A Setterone, val di Taro, vive una signora tornata da Parigi e Londra. L'Arma vigila su di lei

by Roberto Longoni
12 Maggio 2025
in Cronache
1
Rosita Manfredi

Bedonia – Fuori: la voce invernale del torrente dal fondo della valle e il canto dei merli, in una primavera che gioca a nascondino. Dentro: il crepitare dei ceppi nella stufa di ghisa, le fusa del gatto sulla panca e il telefono pronto a squillare, specie di sera. «Mi vogliono bene. Controllano se ci sono ancora – sorride Rosita -. Ma io non mollo, anche se da qualche estate ho sotterrato l’accetta, e la legna me la faccio portare». 

Il distanziamento qui è esistenziale, da pandemia demografica.
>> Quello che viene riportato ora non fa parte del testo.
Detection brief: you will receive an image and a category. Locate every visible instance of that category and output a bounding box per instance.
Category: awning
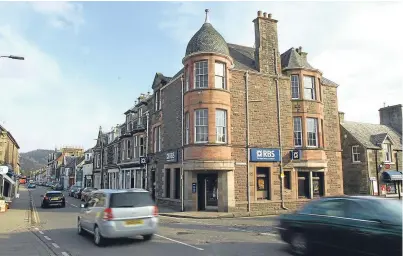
[382,171,403,181]
[0,174,15,185]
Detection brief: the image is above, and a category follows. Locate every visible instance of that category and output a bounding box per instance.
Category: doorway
[197,173,218,211]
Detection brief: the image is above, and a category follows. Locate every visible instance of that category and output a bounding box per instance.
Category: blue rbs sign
[250,148,281,162]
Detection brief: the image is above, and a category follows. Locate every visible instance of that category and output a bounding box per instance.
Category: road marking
[52,243,60,248]
[155,234,204,251]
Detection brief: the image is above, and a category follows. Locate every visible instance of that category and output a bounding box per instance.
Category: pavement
[0,187,54,256]
[0,187,290,256]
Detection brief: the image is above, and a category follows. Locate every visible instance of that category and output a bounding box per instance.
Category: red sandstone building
[147,11,343,213]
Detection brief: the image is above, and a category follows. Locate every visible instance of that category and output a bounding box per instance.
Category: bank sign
[165,150,178,163]
[250,148,280,162]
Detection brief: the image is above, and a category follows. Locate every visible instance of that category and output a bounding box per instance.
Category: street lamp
[0,55,25,60]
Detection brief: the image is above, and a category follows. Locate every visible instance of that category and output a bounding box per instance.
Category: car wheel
[94,226,105,246]
[143,234,154,241]
[290,232,309,255]
[77,220,84,235]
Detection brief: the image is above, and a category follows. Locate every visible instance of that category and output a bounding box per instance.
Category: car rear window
[46,193,63,197]
[109,192,154,208]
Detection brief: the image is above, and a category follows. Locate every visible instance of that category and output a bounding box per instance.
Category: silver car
[77,189,158,246]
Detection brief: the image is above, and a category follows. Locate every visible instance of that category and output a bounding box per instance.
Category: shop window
[256,167,270,200]
[312,172,324,197]
[174,168,181,199]
[165,169,171,198]
[284,171,291,189]
[298,172,310,198]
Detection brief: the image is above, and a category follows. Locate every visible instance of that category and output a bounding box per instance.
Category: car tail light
[104,208,113,220]
[153,205,158,216]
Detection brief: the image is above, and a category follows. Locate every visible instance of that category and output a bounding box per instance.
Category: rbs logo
[256,150,276,158]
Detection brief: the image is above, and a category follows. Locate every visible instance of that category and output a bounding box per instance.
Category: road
[31,187,290,256]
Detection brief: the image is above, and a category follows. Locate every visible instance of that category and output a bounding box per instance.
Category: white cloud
[160,2,403,123]
[0,23,122,151]
[31,1,85,31]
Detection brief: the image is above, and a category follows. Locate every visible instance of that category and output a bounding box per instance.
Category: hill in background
[20,149,54,173]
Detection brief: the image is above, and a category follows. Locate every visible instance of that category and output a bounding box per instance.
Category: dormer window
[382,141,392,163]
[194,60,208,89]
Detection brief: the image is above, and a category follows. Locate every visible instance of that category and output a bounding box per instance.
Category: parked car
[81,188,98,202]
[68,185,80,196]
[74,188,84,199]
[28,183,36,188]
[278,196,402,256]
[41,191,66,208]
[77,189,158,246]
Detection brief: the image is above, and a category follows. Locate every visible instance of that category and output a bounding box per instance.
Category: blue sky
[0,2,402,151]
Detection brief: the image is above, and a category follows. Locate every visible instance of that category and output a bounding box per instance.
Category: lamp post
[0,55,25,60]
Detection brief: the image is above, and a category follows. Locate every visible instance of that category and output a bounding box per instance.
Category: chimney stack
[253,11,281,75]
[379,104,402,135]
[339,111,344,124]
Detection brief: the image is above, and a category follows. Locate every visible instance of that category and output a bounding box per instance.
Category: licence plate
[125,220,144,226]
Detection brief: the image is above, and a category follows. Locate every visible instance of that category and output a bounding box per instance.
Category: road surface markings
[155,234,204,251]
[52,243,60,248]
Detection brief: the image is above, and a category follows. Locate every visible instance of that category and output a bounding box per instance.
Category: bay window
[194,109,208,143]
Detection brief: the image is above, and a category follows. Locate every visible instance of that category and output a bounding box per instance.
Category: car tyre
[143,234,154,241]
[290,232,309,256]
[77,219,84,236]
[94,226,105,246]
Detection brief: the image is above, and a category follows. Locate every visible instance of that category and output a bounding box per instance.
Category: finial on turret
[204,9,210,23]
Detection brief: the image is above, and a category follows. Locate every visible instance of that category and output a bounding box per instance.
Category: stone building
[340,105,403,196]
[147,11,343,213]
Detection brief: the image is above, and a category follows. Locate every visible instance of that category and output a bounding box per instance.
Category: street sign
[290,149,301,160]
[140,156,147,164]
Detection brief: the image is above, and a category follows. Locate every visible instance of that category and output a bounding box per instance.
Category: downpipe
[273,49,288,210]
[245,71,251,212]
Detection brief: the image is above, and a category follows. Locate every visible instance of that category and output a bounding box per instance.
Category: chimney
[253,11,281,75]
[379,104,402,135]
[339,111,344,124]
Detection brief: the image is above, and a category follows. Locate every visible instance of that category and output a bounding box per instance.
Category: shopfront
[119,167,146,189]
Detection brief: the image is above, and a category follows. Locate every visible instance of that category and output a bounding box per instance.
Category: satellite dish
[0,165,8,174]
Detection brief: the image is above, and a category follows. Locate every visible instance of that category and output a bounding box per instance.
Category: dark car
[68,186,80,196]
[74,188,84,199]
[81,188,97,202]
[278,196,402,256]
[28,183,36,188]
[41,191,66,208]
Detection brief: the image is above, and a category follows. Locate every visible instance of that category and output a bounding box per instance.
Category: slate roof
[341,121,402,150]
[185,22,230,56]
[281,47,315,69]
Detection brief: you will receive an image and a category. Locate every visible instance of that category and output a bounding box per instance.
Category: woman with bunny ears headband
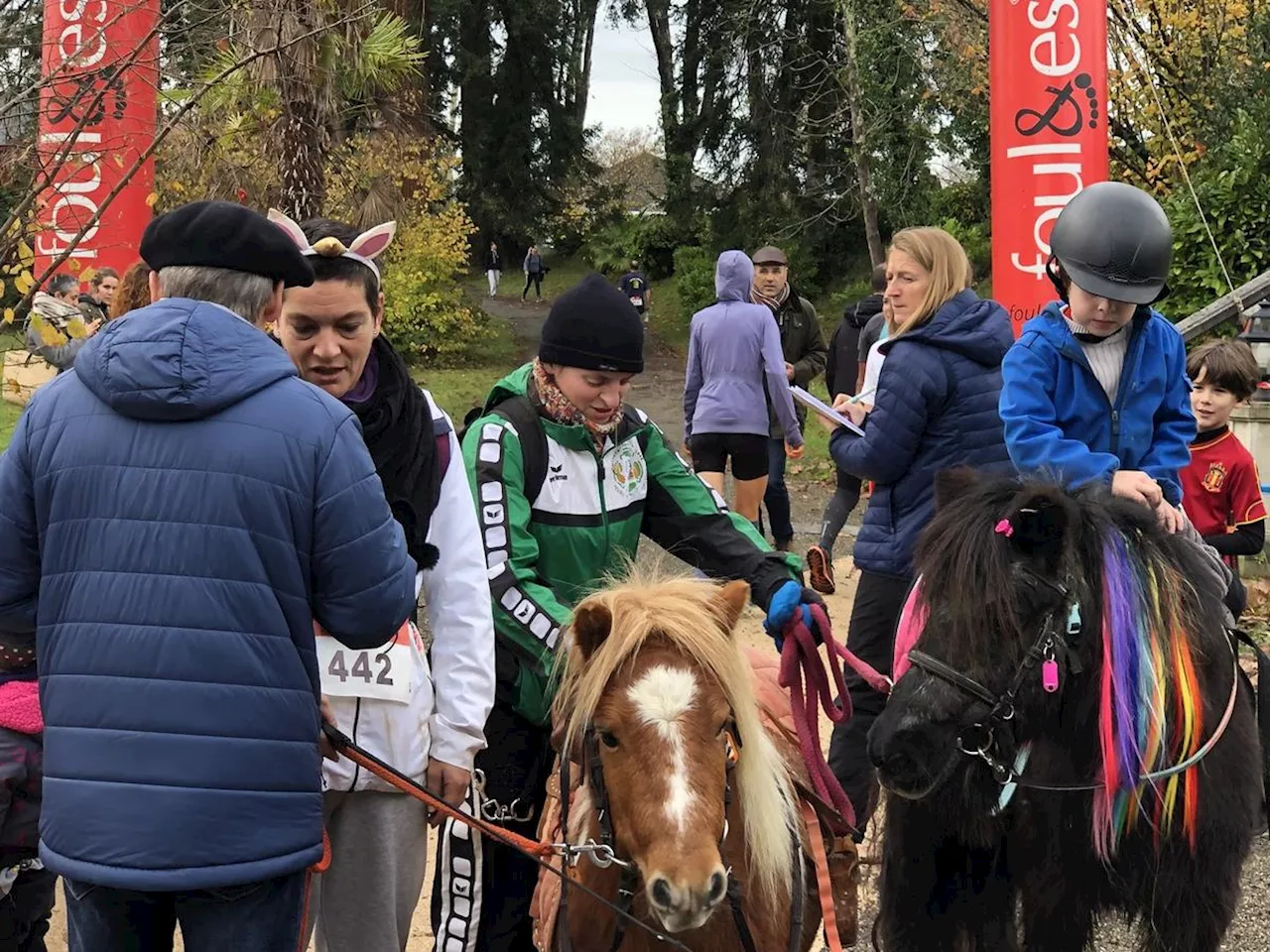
[269,210,494,952]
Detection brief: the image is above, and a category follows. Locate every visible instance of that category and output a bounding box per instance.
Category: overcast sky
[586,17,659,130]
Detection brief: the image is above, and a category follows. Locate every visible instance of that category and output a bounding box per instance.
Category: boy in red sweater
[1181,339,1266,620]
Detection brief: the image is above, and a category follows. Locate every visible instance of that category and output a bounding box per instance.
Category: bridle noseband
[560,718,787,952]
[908,568,1239,812]
[908,570,1082,784]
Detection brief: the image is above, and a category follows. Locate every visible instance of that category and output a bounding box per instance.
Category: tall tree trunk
[645,0,696,217]
[569,0,599,127]
[456,0,498,235]
[248,0,329,221]
[385,0,436,139]
[840,0,886,266]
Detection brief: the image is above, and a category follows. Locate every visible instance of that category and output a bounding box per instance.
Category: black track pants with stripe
[432,701,555,952]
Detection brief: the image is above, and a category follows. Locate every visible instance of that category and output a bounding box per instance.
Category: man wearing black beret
[0,202,416,952]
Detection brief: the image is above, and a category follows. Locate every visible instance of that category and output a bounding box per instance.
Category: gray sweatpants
[303,789,428,952]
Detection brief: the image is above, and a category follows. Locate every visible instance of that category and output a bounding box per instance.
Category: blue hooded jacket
[829,291,1013,577]
[1001,300,1195,505]
[0,298,416,892]
[684,251,803,447]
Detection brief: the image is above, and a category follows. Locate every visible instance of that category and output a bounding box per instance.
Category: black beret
[539,274,644,373]
[141,202,314,289]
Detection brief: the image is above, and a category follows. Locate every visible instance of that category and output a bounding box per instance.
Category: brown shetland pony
[555,579,821,952]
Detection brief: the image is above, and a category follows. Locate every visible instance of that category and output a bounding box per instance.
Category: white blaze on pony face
[626,663,698,833]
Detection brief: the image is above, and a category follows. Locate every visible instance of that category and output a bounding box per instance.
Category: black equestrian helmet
[1049,181,1174,304]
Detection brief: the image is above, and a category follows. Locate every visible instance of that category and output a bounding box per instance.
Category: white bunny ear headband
[262,208,396,285]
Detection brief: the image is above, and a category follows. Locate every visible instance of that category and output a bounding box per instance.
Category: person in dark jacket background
[829,228,1013,834]
[485,241,503,298]
[0,632,58,952]
[750,245,826,552]
[807,264,886,595]
[825,264,886,400]
[0,202,416,952]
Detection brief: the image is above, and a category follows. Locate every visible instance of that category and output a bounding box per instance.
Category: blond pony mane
[555,574,799,898]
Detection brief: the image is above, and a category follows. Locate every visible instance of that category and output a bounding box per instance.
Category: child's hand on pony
[1111,470,1165,509]
[1156,503,1187,535]
[1111,470,1187,535]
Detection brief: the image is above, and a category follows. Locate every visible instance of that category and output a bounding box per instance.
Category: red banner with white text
[988,0,1107,336]
[33,0,159,287]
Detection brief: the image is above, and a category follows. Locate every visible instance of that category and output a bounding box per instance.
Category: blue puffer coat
[0,298,416,892]
[829,291,1013,576]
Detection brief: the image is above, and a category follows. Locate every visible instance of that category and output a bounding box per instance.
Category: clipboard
[790,386,865,436]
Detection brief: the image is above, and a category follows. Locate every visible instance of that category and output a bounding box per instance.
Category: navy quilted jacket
[0,298,416,892]
[829,291,1013,576]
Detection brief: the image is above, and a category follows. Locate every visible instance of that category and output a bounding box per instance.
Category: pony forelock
[555,571,799,897]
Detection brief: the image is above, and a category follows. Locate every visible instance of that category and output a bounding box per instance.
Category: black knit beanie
[539,274,644,373]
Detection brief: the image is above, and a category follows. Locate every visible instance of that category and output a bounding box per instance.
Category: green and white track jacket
[463,364,800,725]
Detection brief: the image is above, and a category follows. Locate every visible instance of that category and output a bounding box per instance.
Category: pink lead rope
[780,606,890,828]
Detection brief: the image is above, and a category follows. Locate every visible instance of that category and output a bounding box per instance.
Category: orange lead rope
[322,724,557,860]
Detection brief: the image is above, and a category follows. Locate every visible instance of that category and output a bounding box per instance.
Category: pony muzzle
[644,863,727,933]
[869,711,962,799]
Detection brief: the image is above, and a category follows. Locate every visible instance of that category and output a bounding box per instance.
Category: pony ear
[569,604,613,658]
[997,491,1070,558]
[348,221,396,258]
[935,466,979,511]
[718,580,749,632]
[268,208,309,250]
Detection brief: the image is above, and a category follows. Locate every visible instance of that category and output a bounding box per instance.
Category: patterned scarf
[530,357,622,452]
[749,282,790,313]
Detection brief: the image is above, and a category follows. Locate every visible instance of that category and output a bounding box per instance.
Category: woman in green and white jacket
[432,274,820,952]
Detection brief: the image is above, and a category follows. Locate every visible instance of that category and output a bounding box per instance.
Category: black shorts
[689,432,767,480]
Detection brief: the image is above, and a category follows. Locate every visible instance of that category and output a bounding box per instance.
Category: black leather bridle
[908,571,1083,784]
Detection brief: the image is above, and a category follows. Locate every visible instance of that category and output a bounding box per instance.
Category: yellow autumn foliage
[327,136,490,363]
[1107,0,1253,183]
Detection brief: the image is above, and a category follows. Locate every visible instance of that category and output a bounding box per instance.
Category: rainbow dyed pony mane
[892,515,1204,861]
[1093,530,1204,860]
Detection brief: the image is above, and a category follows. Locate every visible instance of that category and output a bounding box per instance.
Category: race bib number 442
[314,622,423,704]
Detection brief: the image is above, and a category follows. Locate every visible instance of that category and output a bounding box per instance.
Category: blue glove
[763,581,825,652]
[763,579,803,639]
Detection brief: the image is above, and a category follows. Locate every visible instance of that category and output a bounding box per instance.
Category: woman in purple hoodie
[684,251,803,523]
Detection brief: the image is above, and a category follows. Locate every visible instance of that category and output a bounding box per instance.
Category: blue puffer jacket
[829,291,1013,576]
[0,298,416,892]
[1001,300,1195,505]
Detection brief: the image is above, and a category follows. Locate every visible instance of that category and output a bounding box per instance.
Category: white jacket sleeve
[423,394,494,771]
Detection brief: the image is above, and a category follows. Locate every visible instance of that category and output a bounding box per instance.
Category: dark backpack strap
[494,396,549,505]
[432,416,450,492]
[458,396,549,505]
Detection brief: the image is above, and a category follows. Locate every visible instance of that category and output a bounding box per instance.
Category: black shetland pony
[869,470,1261,952]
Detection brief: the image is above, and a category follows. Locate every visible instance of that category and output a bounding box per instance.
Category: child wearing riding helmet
[1001,181,1195,532]
[432,274,820,952]
[1001,181,1232,604]
[269,212,494,952]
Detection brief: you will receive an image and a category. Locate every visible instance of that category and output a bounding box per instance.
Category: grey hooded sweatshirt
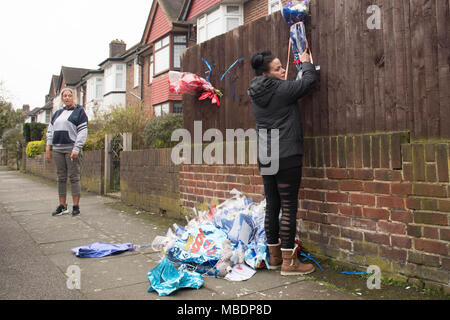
[248,62,317,169]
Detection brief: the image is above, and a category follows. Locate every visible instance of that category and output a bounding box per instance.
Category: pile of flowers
[282,0,310,80]
[169,71,223,106]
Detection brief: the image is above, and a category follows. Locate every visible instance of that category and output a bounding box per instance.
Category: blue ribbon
[202,58,212,82]
[220,58,244,103]
[341,271,370,275]
[300,252,324,272]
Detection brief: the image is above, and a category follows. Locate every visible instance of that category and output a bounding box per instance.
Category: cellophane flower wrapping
[169,71,222,106]
[282,0,310,80]
[282,0,310,26]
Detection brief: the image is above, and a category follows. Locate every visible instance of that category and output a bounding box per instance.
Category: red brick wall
[180,133,450,290]
[120,149,181,218]
[187,0,220,20]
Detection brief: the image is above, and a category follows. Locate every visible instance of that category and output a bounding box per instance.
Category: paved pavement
[0,167,356,301]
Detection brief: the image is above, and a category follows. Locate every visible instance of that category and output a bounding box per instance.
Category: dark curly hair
[251,50,275,76]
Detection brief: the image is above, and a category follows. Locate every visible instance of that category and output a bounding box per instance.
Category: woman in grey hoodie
[45,88,88,216]
[248,51,316,275]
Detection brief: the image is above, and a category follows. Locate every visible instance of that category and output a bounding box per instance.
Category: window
[173,35,187,68]
[45,110,52,123]
[206,8,223,39]
[153,102,170,117]
[148,55,154,84]
[197,15,206,43]
[155,36,170,74]
[115,64,125,90]
[134,57,140,88]
[95,78,103,100]
[197,4,244,43]
[268,0,281,14]
[173,102,183,113]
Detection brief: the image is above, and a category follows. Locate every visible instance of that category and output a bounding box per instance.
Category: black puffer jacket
[248,62,317,168]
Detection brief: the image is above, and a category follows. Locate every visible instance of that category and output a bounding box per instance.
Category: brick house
[135,0,188,116]
[50,66,89,114]
[97,40,139,112]
[178,0,280,43]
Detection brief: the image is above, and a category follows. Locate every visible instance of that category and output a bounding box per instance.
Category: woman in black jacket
[248,51,316,275]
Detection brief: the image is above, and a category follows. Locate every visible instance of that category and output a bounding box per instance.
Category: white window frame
[134,57,140,88]
[153,35,171,75]
[94,77,105,100]
[197,3,244,44]
[153,102,170,118]
[114,63,126,91]
[172,101,183,114]
[148,53,155,84]
[172,33,187,69]
[268,0,281,14]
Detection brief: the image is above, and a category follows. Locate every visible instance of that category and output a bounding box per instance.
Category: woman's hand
[45,146,53,163]
[300,50,311,63]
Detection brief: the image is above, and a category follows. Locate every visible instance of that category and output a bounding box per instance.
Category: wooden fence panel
[182,0,450,139]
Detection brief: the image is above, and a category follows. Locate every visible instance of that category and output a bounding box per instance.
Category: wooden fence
[182,0,450,140]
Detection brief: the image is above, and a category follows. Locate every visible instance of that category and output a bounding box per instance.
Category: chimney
[109,40,127,58]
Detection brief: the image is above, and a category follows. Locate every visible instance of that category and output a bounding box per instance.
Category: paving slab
[0,170,355,300]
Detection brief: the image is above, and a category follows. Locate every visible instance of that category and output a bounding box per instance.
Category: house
[22,104,40,123]
[136,0,187,117]
[52,66,90,114]
[80,69,105,119]
[178,0,281,43]
[97,40,139,112]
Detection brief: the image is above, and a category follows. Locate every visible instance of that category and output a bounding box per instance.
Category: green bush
[142,114,183,148]
[23,123,31,143]
[30,122,47,141]
[25,140,45,158]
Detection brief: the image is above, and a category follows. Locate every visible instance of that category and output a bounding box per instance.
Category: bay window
[115,64,125,91]
[153,102,170,117]
[155,36,170,74]
[95,78,103,100]
[134,57,140,88]
[197,4,244,43]
[173,34,187,68]
[148,55,154,84]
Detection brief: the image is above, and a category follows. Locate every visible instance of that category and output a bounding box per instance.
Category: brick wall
[120,149,181,218]
[180,132,450,291]
[24,150,105,194]
[81,150,105,194]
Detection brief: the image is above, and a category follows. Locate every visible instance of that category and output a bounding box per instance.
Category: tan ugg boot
[281,246,316,276]
[267,242,283,270]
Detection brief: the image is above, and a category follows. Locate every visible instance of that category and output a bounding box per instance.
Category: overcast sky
[0,0,153,109]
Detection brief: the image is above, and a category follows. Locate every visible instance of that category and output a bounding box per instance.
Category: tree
[0,101,25,137]
[142,114,183,148]
[94,105,152,150]
[2,128,25,170]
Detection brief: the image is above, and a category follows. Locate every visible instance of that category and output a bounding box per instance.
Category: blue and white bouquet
[281,0,310,80]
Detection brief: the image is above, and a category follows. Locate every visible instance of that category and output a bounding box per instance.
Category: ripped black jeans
[262,166,302,249]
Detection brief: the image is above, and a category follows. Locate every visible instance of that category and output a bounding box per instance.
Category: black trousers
[262,166,302,249]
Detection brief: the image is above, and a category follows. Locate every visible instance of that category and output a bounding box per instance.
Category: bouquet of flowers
[169,71,223,106]
[282,0,310,80]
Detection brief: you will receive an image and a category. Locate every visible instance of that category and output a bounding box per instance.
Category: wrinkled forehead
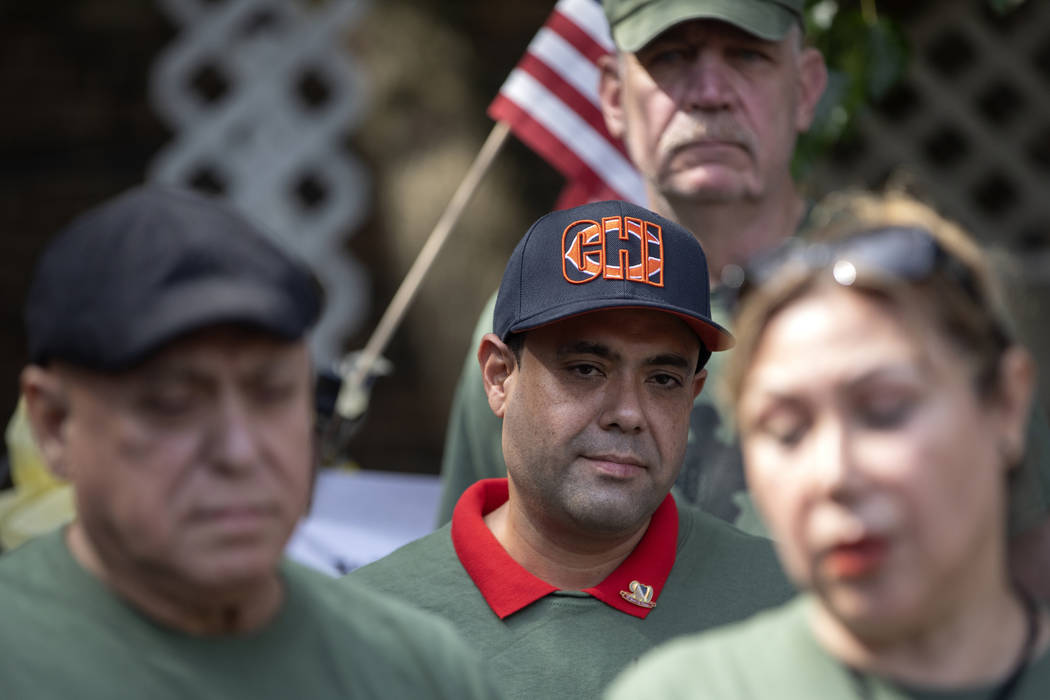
[524,307,701,359]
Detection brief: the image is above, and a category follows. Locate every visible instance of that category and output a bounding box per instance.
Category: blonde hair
[720,191,1011,407]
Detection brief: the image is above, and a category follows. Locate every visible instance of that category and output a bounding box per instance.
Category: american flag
[488,0,646,209]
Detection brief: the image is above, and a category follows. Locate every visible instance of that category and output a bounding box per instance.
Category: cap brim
[503,298,736,352]
[612,0,798,52]
[112,280,313,369]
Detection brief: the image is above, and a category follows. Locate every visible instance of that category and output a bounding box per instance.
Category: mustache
[660,114,755,153]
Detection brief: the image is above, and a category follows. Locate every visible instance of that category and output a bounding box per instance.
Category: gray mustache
[662,119,753,152]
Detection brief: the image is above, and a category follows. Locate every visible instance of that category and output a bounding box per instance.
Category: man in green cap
[438,0,1050,599]
[439,0,826,523]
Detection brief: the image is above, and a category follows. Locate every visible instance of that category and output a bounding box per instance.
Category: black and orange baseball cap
[25,185,322,372]
[492,200,733,352]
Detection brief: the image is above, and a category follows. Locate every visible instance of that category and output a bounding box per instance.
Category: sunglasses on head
[736,227,984,305]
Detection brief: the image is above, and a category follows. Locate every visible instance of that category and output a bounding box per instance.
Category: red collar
[452,479,678,619]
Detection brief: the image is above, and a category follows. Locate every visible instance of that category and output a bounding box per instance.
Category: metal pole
[335,122,510,418]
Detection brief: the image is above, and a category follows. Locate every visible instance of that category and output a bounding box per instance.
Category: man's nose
[811,420,861,501]
[683,48,733,111]
[212,396,259,472]
[600,377,646,433]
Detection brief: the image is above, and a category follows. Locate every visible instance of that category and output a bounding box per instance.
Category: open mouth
[822,537,889,579]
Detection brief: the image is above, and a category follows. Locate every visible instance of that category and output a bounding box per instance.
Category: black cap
[492,201,733,351]
[25,185,321,372]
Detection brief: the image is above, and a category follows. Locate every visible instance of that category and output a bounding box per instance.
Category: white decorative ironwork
[149,0,371,364]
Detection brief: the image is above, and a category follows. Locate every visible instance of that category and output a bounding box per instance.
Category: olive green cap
[602,0,804,51]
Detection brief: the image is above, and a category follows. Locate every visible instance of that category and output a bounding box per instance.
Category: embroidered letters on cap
[562,216,664,287]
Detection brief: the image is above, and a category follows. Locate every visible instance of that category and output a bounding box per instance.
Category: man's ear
[597,54,627,139]
[693,368,708,399]
[998,345,1035,468]
[21,365,70,480]
[478,333,518,418]
[795,46,827,132]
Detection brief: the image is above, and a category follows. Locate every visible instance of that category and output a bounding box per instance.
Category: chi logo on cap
[562,216,664,287]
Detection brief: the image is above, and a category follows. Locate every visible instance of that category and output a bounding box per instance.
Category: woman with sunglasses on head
[610,188,1050,700]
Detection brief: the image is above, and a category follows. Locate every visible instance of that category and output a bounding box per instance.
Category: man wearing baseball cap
[0,186,496,699]
[347,201,790,698]
[439,0,1050,600]
[439,0,826,522]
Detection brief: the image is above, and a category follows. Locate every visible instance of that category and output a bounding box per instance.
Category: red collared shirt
[452,479,678,619]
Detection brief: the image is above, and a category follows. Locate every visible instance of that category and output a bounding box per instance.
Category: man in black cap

Gelo a parte, tra il fuori e il dentro poco cambia per questa novantenne sentinella dell’Appennino, sola tra le proprie pareti come tra le quattro case di Setterone che proprio quattro non sono. Oltre al suo, sono 65 numeri civici di spopolamento: parola del postino che sale fino a qui ogni due giorni a portare lettere destinate a viaggiare ancora, ma nel tempo. Alcune verranno ritirate nelle toccate e fughe di chi viene giusto per verificare la tenuta del tetto. Le più invece giaceranno per mesi nelle cassette o infilate sotto i portoni, prima di essere prese in mano in agosto dai discendenti dei tanti emigrati in Francia e Inghilterra, figli dell’epopea del gelato. E si farà spazio ad altra posta, destinata ad aspettare il prossimo agosto, il disgelo umano sempre più incerto e breve: basta lo scorrere di una generazione, perché la memoria diventi zavorra, scarto. 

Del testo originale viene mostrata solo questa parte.